Another Site J contractor had no CRZ through which contaminated material was to be transported from the exclusion zone to the clean support zone. Additionally, this contractor did not consistently use the buddy system. For another contractor on Site J, the site was loosely zoned and characterized. Employees could generally indicate what areas were "hot," although they were not certain of specific hazards. Some employees were more concerned with the stability of site structures with sagging roofs and broken doors than with chemical hazards. The written description for the exclusion zone in one Site J contractor's SSAHP appeared inconsistent with the actual zone designations. According to this SSAHP, CRZs would be defined on a case-by-case basis, but in practice the entire northern parcel appeared to lack CRZs for personnel and equipment that met the criteria described in the Four-Agency Manual, EPA guidance documents, and other industry literature.

Site D lacked a sufficient CRZ and also lacked access/egress control for the exclusion zone. The site control plan did not accurately identify the function of the CRZ as a buffer zone between the exclusion zone and the support zone, and there was no buffer area between the decontamination pad and the road that runs adjacent to the pad, marked as a support zone. Also, an exclusion zone log-in procedure for tracking personnel who enter and exit this zone was not used on site as called for in the SSAHP.

The primary contractor at Site A had identified clean zones, buffer zones, and related site control procedures in its written plan; however, onsite implementation differed from those specified in the plan. For example, the exclusion zones identified in the plan at the upper pad of the wastewater treatment plant, the dredge area, and the solid waste storage area were marked with signs requiring PPE, but were not labeled with red banners as called for in the plan. In addition, the exclusion zones did not have controlled access through one point of entry as described in the plan, nor were the buffer zones established and demarcated with yellow banners.

Confined Space

The contractors' SSAHPs at Sites B, F, and K had general confined space provisions but lacked site-specific confined space procedures. For example, SSAHPs for the Site K contractor and subcontractor had written confined space entry programs, but the programs did not establish site-specific rescue procedures or identify the confined space hazards present on the site. The job hazard analyses for both programs failed to address site maintenance tasks that could involve confined space entry and hot work hazards. The programs also failed to identify the specific person or position responsible for supervising confined space entry procedures and the location of permit-required confined spaces on site. Interviews with both contractors indicated confusion about rescue procedures. Employees stated that they had received confined space training and were prepared to perform confined space rescue, but they had not rehearsed rescue procedures. In addition, the confined space entry permit form for both contractors did not ask for all required information. For example, the form did not require documentation of the duration for the permit, the intended communications procedures for entry operations, or documentation of hot work performed during confined space entry operations. Completed permits did not contain documentation of hot work performed during confined space entry operations, even though hot work had been performed during such operations at least twice during the project.

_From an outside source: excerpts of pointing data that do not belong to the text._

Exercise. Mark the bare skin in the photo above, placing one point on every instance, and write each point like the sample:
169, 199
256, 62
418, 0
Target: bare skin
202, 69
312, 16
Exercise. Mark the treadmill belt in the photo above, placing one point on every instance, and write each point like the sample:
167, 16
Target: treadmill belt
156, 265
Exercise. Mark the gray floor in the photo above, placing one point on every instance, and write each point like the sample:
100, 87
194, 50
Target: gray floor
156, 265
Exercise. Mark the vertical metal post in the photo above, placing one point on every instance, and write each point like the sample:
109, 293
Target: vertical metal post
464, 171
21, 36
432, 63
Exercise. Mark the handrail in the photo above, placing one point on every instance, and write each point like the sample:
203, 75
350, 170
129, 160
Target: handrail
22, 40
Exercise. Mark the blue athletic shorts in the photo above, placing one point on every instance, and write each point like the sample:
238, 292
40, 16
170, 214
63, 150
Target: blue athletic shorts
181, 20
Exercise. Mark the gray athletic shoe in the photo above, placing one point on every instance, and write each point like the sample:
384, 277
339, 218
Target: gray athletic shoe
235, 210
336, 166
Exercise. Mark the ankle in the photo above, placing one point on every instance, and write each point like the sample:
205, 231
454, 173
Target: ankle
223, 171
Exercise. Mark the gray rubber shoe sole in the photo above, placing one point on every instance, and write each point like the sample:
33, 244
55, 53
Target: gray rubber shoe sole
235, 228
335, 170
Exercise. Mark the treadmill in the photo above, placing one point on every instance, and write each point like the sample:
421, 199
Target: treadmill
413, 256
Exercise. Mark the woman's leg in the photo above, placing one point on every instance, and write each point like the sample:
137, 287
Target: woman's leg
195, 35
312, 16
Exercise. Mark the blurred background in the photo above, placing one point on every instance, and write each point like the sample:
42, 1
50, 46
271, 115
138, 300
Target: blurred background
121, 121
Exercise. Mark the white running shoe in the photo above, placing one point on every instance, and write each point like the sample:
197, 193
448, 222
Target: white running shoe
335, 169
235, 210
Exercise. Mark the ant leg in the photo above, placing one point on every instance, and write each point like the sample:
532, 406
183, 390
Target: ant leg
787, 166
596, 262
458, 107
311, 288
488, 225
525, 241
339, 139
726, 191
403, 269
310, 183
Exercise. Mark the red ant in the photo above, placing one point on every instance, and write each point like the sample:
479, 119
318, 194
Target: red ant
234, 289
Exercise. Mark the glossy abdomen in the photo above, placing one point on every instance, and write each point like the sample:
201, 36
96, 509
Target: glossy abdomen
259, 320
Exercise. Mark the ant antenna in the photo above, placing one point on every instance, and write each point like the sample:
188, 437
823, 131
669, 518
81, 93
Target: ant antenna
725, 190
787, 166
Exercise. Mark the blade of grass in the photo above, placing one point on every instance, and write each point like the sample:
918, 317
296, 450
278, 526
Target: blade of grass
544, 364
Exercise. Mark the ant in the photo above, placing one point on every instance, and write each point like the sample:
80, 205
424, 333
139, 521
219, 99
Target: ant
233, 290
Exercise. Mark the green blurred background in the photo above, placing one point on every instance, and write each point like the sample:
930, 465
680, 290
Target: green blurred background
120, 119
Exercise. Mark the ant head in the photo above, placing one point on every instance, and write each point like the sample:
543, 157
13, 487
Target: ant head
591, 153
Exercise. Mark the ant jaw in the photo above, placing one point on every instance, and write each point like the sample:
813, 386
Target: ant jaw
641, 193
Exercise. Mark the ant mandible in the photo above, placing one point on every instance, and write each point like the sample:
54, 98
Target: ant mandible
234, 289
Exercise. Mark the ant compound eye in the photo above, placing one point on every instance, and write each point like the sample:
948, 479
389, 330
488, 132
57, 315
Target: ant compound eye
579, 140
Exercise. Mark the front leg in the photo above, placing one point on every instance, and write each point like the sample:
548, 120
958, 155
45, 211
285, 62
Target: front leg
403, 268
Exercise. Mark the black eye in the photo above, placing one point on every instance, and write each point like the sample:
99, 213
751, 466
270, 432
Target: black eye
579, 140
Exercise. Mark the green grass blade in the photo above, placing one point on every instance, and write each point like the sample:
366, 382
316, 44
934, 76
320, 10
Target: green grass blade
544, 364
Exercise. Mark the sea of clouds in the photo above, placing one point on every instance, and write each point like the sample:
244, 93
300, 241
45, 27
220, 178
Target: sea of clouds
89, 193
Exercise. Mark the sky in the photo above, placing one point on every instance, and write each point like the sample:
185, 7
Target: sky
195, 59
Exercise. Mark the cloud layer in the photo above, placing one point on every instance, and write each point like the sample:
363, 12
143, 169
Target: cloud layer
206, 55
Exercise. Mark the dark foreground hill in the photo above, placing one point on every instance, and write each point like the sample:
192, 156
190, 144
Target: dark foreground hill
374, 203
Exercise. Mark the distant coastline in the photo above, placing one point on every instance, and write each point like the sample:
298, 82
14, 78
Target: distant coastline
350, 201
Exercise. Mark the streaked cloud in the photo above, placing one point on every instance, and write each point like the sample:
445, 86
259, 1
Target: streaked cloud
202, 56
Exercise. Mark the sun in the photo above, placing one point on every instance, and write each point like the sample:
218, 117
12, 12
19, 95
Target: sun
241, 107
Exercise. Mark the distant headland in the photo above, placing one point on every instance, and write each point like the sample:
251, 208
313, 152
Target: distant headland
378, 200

Similarly, the Site B contractor's SSAHP provided corporate policy and procedures for permit-required confined space entry but lacked the site-specific detail necessary to describe the application of the corporate policy to procedures at the site. For example, the SSAHP did not identify specific components of the thermal treatment unit that presented confined space hazards, nor did it describe the specific circumstances or procedures that would require employee entry into these areas. In addition, the plan stated that the contractor would maintain an onsite employee confined space rescue team, but did not identify the members of this team. The SSAHP for the Site F also contained a generic confined space entry program, but did not identify the specific location of confined space hazards present at the site.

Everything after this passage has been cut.